The Rise of Kink-unstable Magnetic Flux Tubes and the Origin of δ-Configuration Sunspots

We perform three-dimensional simulations of the rise of twisted magnetic flux tubes in an adiabatically stratified model solar convection zone. The initial flux tube in our simulations is a uniformly twisted, buoyant, horizontal tube located near the bottom of the stratified layer. The twist of the initial flux tube is described by a parameter α, which is defined as the angular rate of field-line rotation about the tube axis per unit length of the tube. We study the nonlinear evolution of the helical kink instability of the flux tube as it rises through the stratified layer. We find from our simulations that in order for the tube to develop significant kinking during its rise, the initial twist of the tube needs to be close to or greater than the critical limit (α_c) for the onset of the kink instability. If the initial twist is significantly below the critical limit (α below about 50% of α_c), we find essentially no kink development and the evolution is similar to the results from previous two-dimensional simulations of the rise of twisted, horizontal flux tubes. On the other hand, if the initial twist is sufficiently greater than the critical limit such that the e-folding period of the fastest growing kink mode is small compared to the rise time of the tube, we find sharp bending and distortion of the tube as a result of the nonlinear evolution of the kink instability.

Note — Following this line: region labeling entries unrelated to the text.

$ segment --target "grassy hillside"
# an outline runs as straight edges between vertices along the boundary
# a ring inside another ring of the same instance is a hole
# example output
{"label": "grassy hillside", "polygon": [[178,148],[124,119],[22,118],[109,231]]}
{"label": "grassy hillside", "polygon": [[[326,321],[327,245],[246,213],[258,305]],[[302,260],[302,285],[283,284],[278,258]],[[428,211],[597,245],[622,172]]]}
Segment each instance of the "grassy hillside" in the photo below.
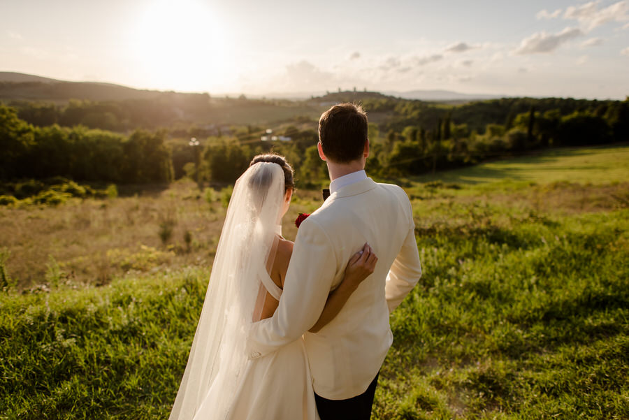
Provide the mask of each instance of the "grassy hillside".
{"label": "grassy hillside", "polygon": [[516,159],[496,161],[413,178],[419,182],[482,184],[497,181],[555,181],[603,184],[629,179],[626,144],[595,147],[563,147]]}
{"label": "grassy hillside", "polygon": [[[491,164],[511,180],[481,166],[406,184],[424,274],[392,314],[374,419],[629,418],[627,150]],[[215,244],[196,234],[208,242],[194,257],[178,247],[180,233],[161,245],[157,209],[174,206],[175,229],[184,221],[203,229],[206,217],[219,224],[224,215],[219,198],[185,198],[189,187],[2,210],[0,238],[15,217],[31,215],[38,224],[22,232],[34,247],[42,235],[50,252],[74,243],[87,253],[94,242],[131,258],[137,233],[173,256],[140,259],[141,268],[117,269],[100,287],[64,277],[59,257],[39,287],[0,294],[0,419],[168,417],[209,273],[208,261],[192,261],[210,259]],[[319,204],[316,192],[300,194],[284,220],[289,238],[295,213]],[[91,233],[64,240],[79,217],[92,220]],[[11,275],[21,252],[3,246]],[[45,266],[43,257],[30,262]]]}

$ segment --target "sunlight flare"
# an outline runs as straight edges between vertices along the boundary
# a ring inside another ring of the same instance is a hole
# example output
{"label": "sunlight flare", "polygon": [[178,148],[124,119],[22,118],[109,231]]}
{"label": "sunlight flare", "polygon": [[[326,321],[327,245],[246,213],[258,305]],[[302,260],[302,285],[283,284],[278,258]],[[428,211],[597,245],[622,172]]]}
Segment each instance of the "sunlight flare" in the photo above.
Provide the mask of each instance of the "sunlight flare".
{"label": "sunlight flare", "polygon": [[196,0],[152,2],[139,14],[129,52],[147,85],[181,91],[207,90],[232,73],[225,25]]}

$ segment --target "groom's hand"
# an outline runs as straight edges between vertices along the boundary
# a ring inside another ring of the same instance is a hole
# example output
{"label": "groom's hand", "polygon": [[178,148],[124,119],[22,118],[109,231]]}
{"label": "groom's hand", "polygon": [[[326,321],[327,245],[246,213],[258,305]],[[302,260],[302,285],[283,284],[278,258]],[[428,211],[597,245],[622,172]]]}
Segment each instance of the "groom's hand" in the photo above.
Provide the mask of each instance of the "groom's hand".
{"label": "groom's hand", "polygon": [[366,243],[362,249],[349,259],[345,268],[345,276],[341,284],[344,287],[356,289],[363,280],[373,273],[377,261],[378,257],[374,253],[373,249],[369,244]]}

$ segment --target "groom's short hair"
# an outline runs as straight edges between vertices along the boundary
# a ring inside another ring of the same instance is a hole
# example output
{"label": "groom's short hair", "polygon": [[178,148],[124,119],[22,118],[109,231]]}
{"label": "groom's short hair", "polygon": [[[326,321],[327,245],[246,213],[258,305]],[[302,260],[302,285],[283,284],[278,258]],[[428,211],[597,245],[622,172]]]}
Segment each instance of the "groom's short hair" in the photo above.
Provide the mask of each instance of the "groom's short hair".
{"label": "groom's short hair", "polygon": [[367,131],[367,113],[354,103],[335,105],[319,120],[319,140],[326,158],[333,162],[347,164],[360,159]]}

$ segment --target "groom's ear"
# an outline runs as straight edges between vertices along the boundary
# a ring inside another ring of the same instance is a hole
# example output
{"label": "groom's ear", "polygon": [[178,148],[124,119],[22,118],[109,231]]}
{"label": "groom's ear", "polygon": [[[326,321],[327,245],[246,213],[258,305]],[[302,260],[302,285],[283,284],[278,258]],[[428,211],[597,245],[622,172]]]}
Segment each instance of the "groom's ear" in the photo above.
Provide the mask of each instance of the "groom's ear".
{"label": "groom's ear", "polygon": [[321,145],[321,142],[317,143],[317,150],[319,150],[319,157],[321,158],[321,160],[326,161],[328,160],[326,158],[326,155],[323,153],[323,145]]}

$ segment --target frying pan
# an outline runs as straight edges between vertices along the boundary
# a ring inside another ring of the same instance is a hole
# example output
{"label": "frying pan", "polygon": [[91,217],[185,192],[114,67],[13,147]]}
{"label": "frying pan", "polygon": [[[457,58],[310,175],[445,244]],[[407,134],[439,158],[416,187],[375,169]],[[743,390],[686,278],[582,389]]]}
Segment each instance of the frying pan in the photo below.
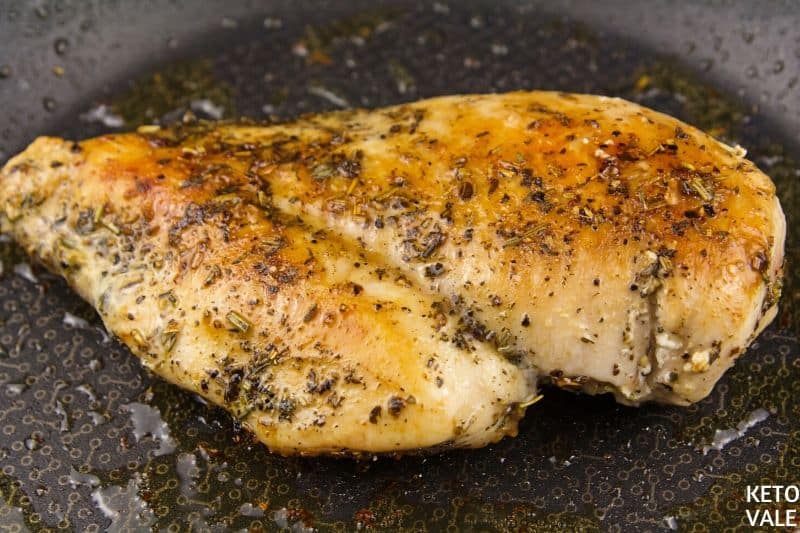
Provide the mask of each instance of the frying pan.
{"label": "frying pan", "polygon": [[[800,474],[800,10],[792,2],[0,2],[0,161],[201,116],[446,93],[620,95],[741,143],[789,223],[781,313],[689,408],[546,390],[482,450],[271,456],[0,242],[0,528],[722,531]],[[785,504],[784,504],[785,505]],[[773,505],[770,508],[780,508]]]}

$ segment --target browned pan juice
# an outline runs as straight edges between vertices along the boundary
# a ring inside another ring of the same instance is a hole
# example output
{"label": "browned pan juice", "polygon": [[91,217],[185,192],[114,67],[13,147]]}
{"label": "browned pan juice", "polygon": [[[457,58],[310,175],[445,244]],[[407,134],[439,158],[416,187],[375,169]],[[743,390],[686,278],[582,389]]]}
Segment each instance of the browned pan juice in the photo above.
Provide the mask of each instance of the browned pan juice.
{"label": "browned pan juice", "polygon": [[[99,530],[95,523],[722,530],[743,523],[747,484],[797,481],[800,167],[781,140],[749,120],[752,110],[668,58],[561,22],[455,4],[444,10],[380,10],[313,25],[240,21],[241,36],[224,46],[200,46],[184,61],[121,81],[86,109],[105,104],[128,129],[180,120],[187,110],[266,119],[457,92],[622,96],[743,144],[776,182],[789,227],[776,322],[708,399],[688,408],[633,409],[546,389],[517,438],[483,450],[365,462],[284,459],[220,410],[149,376],[119,343],[104,344],[91,308],[40,268],[32,271],[38,283],[15,273],[26,258],[2,242],[0,521],[21,520],[32,531]],[[63,133],[104,128],[76,120]],[[64,324],[65,313],[88,324]],[[765,419],[730,442],[715,439],[758,409]],[[704,446],[711,447],[705,454]]]}

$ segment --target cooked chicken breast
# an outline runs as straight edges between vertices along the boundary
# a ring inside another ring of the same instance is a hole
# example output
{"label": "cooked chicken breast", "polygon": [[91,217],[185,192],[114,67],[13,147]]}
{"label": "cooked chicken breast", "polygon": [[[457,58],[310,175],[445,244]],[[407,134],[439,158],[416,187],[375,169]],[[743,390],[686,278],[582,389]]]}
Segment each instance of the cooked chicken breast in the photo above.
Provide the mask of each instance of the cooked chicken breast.
{"label": "cooked chicken breast", "polygon": [[743,150],[546,92],[43,137],[0,206],[146,366],[286,454],[481,446],[541,381],[698,401],[775,316],[785,237]]}

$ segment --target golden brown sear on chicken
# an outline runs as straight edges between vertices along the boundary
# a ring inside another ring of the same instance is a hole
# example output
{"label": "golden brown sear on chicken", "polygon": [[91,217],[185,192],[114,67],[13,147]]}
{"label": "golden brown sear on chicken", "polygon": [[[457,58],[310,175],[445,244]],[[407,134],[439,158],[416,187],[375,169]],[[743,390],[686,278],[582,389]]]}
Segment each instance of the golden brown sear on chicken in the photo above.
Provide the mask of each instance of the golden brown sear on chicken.
{"label": "golden brown sear on chicken", "polygon": [[785,237],[740,148],[547,92],[42,137],[0,207],[143,364],[284,454],[482,446],[541,382],[698,401],[775,316]]}

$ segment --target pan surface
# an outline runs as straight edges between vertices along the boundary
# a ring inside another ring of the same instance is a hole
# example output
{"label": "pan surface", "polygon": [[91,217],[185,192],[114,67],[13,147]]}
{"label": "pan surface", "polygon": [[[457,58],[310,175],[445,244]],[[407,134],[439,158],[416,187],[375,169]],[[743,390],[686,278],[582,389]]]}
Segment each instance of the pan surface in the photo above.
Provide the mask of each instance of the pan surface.
{"label": "pan surface", "polygon": [[[439,94],[618,95],[776,181],[781,313],[712,395],[619,406],[546,390],[482,450],[273,457],[162,383],[66,285],[0,242],[0,529],[710,530],[800,478],[800,13],[745,2],[0,2],[0,162],[37,135],[291,117]],[[776,506],[765,507],[774,509]],[[780,506],[778,506],[780,507]]]}

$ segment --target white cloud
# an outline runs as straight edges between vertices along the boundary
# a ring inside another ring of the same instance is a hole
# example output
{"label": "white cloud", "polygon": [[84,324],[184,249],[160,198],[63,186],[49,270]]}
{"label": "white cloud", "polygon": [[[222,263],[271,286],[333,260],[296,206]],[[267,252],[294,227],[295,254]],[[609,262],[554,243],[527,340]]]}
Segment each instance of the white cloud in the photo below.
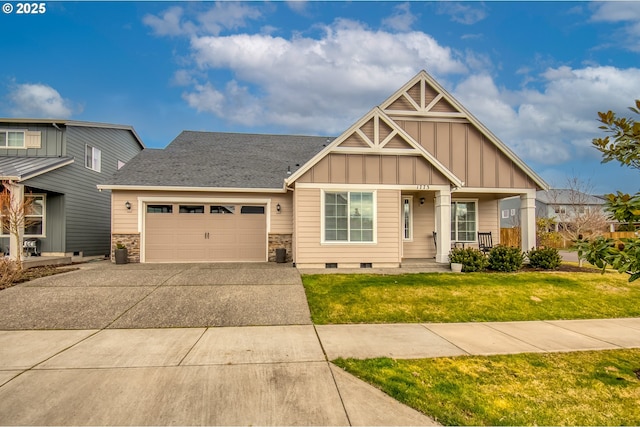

In this case, we find that due to the effect of gravitational stratification, the kinked flux tube arches upward and evolves into a buckled loop with a local change of tube orientation at the loop apex that exceeds 90° from the original direction of the tube. The emergence of this buckled loop can give rise to a compact magnetic bipole with polarity order inverted from the Hale polarity law, similar to the configuration often seen in δ spots. Furthermore, our simulations show that the writhing of the tube axis as a result of the kink instability stretches the flux tube and increases its buoyancy. Hence, the development of the kink instability can speed up the overall rise of the flux tube.